Based on my experience in the last year and a half, and talking with others who have ARVC and ICDs, everyone’s journey is different, but there are often a lot of similarities in our journeys too. A lot of the struggle is physical, but there are often some mental issues like anxiety and PTSD that develop as well. I think talking about and opening up as we’re able to, about all of these struggles bond people together and help make us and those around us stronger.
It’s difficult to talk about our journeys…our conditions…and what we’re going through, but I found that the more I talked about it, the faster I healed. When I first got diagnosed and went through the shock storm, it was really hard to talk about- it increased my anxiety even more to talk about it. But the more I talked about it, the less anxious I was. It wasn’t a quick fix but talking to other people not only helped me get better but helped those around me as well.

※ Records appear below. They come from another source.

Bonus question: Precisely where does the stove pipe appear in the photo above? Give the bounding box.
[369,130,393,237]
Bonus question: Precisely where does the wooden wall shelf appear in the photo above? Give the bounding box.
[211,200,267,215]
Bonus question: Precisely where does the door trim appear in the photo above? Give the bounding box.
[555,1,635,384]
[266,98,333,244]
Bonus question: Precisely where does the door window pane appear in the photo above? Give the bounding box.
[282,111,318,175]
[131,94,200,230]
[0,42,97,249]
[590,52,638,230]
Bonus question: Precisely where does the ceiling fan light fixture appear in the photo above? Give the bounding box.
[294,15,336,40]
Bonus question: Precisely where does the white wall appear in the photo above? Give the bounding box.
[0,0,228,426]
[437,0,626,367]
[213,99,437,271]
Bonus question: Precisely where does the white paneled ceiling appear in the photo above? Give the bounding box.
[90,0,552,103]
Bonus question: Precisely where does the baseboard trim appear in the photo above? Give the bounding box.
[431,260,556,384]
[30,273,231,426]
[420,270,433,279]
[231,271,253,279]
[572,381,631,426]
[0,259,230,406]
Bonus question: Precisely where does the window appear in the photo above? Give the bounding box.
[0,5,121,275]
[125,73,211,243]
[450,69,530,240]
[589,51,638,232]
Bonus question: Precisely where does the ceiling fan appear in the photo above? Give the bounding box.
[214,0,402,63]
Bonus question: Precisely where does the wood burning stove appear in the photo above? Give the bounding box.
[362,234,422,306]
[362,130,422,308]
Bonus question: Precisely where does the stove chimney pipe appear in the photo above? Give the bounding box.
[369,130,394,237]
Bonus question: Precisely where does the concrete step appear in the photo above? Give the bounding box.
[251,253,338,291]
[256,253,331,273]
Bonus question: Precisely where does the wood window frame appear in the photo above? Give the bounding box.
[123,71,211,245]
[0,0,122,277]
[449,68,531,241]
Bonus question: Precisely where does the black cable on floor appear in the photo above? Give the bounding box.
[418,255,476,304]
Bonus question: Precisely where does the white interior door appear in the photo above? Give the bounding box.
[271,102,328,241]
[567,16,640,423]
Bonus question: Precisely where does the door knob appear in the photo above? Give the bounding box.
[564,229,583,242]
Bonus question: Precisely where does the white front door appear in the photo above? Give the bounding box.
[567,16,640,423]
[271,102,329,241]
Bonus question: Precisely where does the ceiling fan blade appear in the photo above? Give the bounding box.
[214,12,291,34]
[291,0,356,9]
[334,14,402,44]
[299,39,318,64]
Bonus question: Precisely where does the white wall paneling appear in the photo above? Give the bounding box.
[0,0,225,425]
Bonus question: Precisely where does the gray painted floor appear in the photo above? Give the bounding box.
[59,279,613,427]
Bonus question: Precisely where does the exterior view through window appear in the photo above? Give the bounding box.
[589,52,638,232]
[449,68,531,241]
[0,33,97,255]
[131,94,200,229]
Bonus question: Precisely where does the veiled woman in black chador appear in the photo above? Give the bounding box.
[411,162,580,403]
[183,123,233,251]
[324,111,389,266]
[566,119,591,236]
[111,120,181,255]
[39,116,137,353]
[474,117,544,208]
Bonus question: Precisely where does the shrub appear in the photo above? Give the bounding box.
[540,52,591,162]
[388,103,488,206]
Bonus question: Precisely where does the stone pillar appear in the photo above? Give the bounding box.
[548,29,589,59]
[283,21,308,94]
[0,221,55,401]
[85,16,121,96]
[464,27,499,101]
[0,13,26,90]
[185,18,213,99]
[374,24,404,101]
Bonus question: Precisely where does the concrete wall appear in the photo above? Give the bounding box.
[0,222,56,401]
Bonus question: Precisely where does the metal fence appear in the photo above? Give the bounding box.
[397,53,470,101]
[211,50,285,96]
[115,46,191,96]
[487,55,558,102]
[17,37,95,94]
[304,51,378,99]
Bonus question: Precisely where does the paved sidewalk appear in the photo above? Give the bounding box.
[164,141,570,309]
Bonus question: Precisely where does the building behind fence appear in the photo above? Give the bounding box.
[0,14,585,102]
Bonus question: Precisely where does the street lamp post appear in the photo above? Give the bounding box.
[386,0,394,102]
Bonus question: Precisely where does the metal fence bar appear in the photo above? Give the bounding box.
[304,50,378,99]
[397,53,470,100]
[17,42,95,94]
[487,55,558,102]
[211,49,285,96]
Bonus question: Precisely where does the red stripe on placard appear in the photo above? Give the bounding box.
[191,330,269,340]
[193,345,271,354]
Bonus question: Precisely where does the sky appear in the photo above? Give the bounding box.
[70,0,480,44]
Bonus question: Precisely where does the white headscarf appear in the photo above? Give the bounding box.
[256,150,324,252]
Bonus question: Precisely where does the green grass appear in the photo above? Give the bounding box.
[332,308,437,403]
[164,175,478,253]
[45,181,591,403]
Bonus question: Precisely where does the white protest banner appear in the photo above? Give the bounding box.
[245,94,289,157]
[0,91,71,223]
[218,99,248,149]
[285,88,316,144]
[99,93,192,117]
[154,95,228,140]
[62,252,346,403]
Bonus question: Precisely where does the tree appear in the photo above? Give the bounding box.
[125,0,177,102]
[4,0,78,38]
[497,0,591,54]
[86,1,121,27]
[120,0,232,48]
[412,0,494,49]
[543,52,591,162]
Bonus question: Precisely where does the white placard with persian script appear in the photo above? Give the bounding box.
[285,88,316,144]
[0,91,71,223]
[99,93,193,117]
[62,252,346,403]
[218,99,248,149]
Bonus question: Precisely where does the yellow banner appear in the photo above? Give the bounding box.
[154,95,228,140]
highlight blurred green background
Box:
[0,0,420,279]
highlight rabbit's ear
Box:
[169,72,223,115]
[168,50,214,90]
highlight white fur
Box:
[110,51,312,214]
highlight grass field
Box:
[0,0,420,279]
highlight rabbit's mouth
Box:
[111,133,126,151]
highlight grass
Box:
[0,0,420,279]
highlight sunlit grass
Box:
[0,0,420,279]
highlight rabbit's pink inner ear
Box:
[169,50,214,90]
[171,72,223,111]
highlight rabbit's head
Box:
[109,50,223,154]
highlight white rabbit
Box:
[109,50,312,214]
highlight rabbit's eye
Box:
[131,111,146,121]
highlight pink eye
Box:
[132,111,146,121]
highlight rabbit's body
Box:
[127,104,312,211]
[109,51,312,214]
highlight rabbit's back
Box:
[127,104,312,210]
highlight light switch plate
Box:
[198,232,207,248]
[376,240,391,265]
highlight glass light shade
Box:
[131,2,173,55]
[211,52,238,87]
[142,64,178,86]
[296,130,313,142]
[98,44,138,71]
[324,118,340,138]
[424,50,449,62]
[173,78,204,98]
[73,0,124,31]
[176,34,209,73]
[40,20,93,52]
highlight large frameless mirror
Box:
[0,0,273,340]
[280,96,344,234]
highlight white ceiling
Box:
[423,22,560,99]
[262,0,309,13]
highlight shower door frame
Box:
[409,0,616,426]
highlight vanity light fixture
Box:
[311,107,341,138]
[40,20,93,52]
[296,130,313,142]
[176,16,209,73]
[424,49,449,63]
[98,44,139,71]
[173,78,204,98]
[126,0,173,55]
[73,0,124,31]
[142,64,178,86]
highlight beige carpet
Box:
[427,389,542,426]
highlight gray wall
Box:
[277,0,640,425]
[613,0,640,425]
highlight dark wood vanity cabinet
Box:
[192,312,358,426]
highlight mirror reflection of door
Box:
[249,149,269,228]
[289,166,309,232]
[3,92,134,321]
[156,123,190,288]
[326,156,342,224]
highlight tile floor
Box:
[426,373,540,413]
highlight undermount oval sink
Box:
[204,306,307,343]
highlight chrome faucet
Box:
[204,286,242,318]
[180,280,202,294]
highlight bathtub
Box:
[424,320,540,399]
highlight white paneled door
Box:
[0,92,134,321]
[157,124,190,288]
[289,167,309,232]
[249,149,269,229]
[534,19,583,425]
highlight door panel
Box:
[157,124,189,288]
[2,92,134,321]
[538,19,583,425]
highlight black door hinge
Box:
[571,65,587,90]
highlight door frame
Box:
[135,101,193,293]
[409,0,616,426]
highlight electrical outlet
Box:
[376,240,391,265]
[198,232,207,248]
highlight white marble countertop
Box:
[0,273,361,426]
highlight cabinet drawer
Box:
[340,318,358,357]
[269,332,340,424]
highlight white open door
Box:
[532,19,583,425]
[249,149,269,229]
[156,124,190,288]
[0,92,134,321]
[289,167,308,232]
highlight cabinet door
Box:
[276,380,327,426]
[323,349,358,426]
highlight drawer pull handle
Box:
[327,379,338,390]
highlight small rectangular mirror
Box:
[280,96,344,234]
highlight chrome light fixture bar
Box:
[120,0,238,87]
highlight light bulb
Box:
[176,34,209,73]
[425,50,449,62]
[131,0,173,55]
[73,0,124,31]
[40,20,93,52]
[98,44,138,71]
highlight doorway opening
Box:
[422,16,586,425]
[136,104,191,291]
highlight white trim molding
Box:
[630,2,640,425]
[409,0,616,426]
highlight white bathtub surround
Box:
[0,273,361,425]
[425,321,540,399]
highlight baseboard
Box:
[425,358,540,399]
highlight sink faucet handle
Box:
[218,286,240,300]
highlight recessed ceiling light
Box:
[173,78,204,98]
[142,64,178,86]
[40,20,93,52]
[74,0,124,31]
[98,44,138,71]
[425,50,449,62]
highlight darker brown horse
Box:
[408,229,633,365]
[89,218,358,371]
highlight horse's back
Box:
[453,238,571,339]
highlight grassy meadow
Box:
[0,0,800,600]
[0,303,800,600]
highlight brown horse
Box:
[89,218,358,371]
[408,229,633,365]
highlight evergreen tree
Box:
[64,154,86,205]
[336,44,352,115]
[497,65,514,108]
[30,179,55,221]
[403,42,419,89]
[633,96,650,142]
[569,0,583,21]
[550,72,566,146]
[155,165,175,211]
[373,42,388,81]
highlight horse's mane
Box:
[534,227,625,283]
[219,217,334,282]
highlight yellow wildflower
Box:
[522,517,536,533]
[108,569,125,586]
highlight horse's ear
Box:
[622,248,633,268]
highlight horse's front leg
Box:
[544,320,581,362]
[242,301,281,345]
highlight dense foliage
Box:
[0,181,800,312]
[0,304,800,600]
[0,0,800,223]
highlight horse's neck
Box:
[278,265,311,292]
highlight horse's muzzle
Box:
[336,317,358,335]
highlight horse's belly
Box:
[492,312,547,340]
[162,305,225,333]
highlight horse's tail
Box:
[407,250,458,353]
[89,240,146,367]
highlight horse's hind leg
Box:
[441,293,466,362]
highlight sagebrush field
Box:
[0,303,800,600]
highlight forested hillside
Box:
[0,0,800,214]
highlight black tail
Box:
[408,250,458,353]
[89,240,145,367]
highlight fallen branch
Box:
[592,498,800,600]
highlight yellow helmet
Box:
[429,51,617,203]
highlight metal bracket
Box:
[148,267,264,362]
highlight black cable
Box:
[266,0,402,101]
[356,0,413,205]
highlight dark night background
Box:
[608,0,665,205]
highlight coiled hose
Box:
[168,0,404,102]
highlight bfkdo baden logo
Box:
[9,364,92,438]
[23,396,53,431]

Read Jeff’s full story here.
If you ever have to be diagnosed with a condition like ARVC, I can’t think of a better time in history, or a better place, for it to happen. We have so many treatments: medications, ICDs, surgical procedures – and we’re on the brink of significant advances in genetic treatments. I feel lucky, because even though ARVC is relatively rare, there is so much time and energy spent on researching new treatments, and I am often humbled by how much time and dedication has gone into studying ARVC.
Spreading awareness is certainly admirable – and it’s where we want to start. But it’s not enough. Quality of life is crucial to people living with ARVC, especially because this disease affects otherwise healthy young people. We need to focus on treatments that will allow people to have a high quality of life, to live a good life, not only to survive but to thrive.